Es ist die Nacht des Hexensabbat oder Teufelstanz. Sogenannte Hexentheoretiker in der frühen Neuzeit bezeichneten damit ein regelmäßiges, geheimes, nächtliches, festartiges Treffen von Hexen und Hexern einer Region mit dem Teufel an einem bestimmten, meist abgelegenen Ort - dem Hexentanzplatz.

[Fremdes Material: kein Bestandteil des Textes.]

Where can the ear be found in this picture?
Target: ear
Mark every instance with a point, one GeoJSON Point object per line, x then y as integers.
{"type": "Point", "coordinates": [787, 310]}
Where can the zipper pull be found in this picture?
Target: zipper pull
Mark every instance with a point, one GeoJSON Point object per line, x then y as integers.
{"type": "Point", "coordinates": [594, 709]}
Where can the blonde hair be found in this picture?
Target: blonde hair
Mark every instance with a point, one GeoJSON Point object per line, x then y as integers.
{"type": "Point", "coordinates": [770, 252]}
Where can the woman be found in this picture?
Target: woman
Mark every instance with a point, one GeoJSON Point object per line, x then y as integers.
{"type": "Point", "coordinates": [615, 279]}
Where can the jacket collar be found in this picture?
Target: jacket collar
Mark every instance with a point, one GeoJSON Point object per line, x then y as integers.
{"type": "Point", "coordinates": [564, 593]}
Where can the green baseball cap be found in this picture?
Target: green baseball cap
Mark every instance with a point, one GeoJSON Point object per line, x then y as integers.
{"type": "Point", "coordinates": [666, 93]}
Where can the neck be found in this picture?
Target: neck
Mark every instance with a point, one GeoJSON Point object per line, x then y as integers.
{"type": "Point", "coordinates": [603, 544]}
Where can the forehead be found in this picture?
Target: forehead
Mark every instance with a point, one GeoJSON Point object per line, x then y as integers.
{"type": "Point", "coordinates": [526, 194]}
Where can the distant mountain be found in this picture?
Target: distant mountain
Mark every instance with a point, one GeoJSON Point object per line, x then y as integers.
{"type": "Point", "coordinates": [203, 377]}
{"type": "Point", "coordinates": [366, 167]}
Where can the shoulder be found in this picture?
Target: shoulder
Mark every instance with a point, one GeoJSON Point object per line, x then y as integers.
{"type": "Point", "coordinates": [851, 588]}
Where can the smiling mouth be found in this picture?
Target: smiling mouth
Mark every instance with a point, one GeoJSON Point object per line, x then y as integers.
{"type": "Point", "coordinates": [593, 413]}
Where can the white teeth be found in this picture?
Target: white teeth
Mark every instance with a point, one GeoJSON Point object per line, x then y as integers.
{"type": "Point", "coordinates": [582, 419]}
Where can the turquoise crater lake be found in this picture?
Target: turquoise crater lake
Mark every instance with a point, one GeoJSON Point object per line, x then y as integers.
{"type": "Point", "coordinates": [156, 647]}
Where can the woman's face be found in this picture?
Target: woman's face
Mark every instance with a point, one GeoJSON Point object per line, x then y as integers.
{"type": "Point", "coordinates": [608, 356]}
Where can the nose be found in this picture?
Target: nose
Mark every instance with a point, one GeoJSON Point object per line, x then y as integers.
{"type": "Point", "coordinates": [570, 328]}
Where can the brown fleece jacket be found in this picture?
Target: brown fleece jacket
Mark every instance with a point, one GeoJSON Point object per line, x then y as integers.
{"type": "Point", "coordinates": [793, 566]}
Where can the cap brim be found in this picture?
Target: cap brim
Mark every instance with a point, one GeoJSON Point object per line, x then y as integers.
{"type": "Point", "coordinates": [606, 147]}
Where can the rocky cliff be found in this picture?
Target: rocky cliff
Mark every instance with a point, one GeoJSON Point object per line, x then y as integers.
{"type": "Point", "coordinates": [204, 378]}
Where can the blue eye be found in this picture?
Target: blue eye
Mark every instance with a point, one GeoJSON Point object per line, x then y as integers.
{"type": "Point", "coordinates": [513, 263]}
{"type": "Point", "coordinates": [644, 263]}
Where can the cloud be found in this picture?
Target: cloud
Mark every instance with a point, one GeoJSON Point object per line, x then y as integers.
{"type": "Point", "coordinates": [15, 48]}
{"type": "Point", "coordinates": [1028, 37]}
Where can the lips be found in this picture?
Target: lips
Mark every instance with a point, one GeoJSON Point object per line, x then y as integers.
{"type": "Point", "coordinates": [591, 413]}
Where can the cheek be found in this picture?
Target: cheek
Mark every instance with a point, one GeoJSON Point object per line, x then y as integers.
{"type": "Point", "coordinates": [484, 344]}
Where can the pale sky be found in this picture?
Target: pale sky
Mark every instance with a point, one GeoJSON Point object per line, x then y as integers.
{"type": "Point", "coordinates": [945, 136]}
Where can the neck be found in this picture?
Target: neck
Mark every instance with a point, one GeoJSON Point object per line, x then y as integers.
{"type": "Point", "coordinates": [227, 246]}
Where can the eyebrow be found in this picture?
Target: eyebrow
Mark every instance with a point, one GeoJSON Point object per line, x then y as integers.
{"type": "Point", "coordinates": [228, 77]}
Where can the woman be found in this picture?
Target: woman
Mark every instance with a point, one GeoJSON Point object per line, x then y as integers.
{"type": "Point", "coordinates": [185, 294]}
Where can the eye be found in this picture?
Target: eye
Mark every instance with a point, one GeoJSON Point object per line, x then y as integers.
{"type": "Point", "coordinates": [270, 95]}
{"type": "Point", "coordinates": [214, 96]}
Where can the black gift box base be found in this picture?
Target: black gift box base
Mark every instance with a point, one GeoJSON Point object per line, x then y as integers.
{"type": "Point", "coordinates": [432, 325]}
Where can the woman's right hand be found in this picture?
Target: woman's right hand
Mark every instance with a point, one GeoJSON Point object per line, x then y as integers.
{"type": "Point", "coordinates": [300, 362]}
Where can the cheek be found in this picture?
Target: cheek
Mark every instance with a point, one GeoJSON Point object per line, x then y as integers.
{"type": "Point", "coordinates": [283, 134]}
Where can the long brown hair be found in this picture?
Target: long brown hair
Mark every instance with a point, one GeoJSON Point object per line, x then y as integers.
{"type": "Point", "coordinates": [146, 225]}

Mit dem Hexenflug und Teufelspakt, der Teufelsbuhlschaft und dem Schadenzauber gehört der Hexensabbat zu den fünf Hauptelementen der Hexenlehre, die sich um das Jahr 1430 zuerst in der Westschweiz auszuformen begann und sich dann in ganz Europa rasant ausbreitete. Diese Elemente bildeten im 16. und 17. Jahrhundert auch die häufigsten Anklagepunkte in den meist von weltlichen Gerichten durchgeführten Hexenprozessen, die in der Regel für die Angeklagten tödlich endeten.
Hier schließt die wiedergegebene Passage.